Securing the digital front door
Telephone and video consultations provide healthcare services, such as GP practices, with a digital ‘front door’, giving patients better access to virtual services via a computer or smartphone. This gives patients and clinicians access to real-time healthcare data and information. With unified, cloud-based communications systems allowing increasingly paperless processes, combining those with patient data further enables the creation of connected and streamlined services, benefitting patients and healthcare professionals alike.
The increased adoption of digital communications paradigms is not without challenges. In healthcare settings where the most personal data is the bedrock of the service, privacy and security are pivotal. Five years ago, the security threat became all too real when the WannaCry cyberattack severely disrupted 80 hospital trusts and led to 19,000 appointments being cancelled.
Now, with even greater reliance on digital communications, security and reliability are at the forefront of the NHS’ digitalisation concerns. As Elizabeth Giugno, head of category for cybersecurity at Crown Commercial Service (CCS) recently highlighted, the NHS has seen a “significant increase in cyberattacks since the beginning of the pandemic.”
The ideal architecture for digital services
Digitisation demands a scalable, secure, reliable, and flexible healthcare IT network that enables cloud-centric work. The Wide Area Network (WAN) IT architectures that healthcare settings traditionally relied on, are inflexible and unable to handle the intensive applications that professionals and patients now require and are simply not up to the job.
This is where SD-WAN (Software-Defined Wide Area Network) solutions can deliver. With the ability to integrate quickly into existing infrastructure, SD-WAN provides a cloud-friendly architecture that can deliver uninterrupted services across all healthcare applications while ensuring adherence to the strictest compliance regulations. The ability to integrate next-generation security protection from a range of vendors means it is both secure and scalable.

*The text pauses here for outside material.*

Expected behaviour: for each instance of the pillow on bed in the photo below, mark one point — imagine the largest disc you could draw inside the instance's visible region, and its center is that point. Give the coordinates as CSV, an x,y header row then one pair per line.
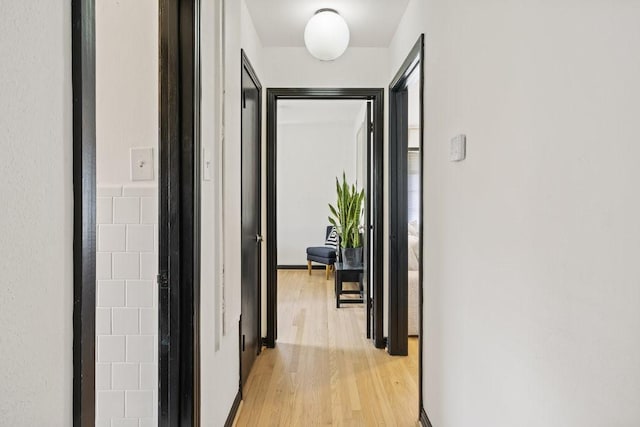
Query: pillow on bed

Security meets unified collaboration
In today’s healthcare environment, it is more important than ever for providers to be able to communicate and collaborate effectively. With patients often being seen by multiple providers at different facilities, there must be a way for everyone to share information and stay up-to-date on the latest developments. Unified communications (UC) offers a set of tools and technologies that helps to facilitate this type of communication. UC can provide a single platform for voice, video, and data communications, making it easier for distributed teams to stay connected.
Additionally, UC helps improve the quality of care by allowing for real-time collaboration between providers. As the healthcare landscape continues to evolve, UC will become an increasingly essential component of keeping providers connected and offering the best possible care for patients.

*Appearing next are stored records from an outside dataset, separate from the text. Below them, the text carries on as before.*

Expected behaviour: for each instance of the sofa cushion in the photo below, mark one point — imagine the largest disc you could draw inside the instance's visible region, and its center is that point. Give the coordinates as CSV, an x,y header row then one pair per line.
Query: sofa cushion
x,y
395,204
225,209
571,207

SD-WAN can provide a flexible, secure base from which healthcare providers can build UC across the entirety of services. For many, enabling UC through SD-WAN is the answer to secure and collaborative digital healthcare.
Grasping the opportunity
The NHS is at a pivotal point, with the opportunity to adopt technology that securely collates and enables the flow of information between professionals, integrating cost-effective digital services that benefit healthcare providers and patients alike.

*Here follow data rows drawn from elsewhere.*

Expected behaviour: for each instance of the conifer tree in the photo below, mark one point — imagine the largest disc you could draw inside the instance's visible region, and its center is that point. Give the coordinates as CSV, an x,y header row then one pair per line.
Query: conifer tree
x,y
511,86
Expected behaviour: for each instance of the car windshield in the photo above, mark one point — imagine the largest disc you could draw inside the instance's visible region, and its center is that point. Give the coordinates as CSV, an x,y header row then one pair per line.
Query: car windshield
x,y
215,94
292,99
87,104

Navigating this journey cannot successfully be achieved alone. Working with expert technology partners embedded in the industry is essential. With such expertise at hand, there is no need for healthcare services to experience downtime while transitioning to new systems. Similarly, there is no “one size fits all” model. Healthcare providers should consider working with experts who can develop a personalised implementation approach for each healthcare setting.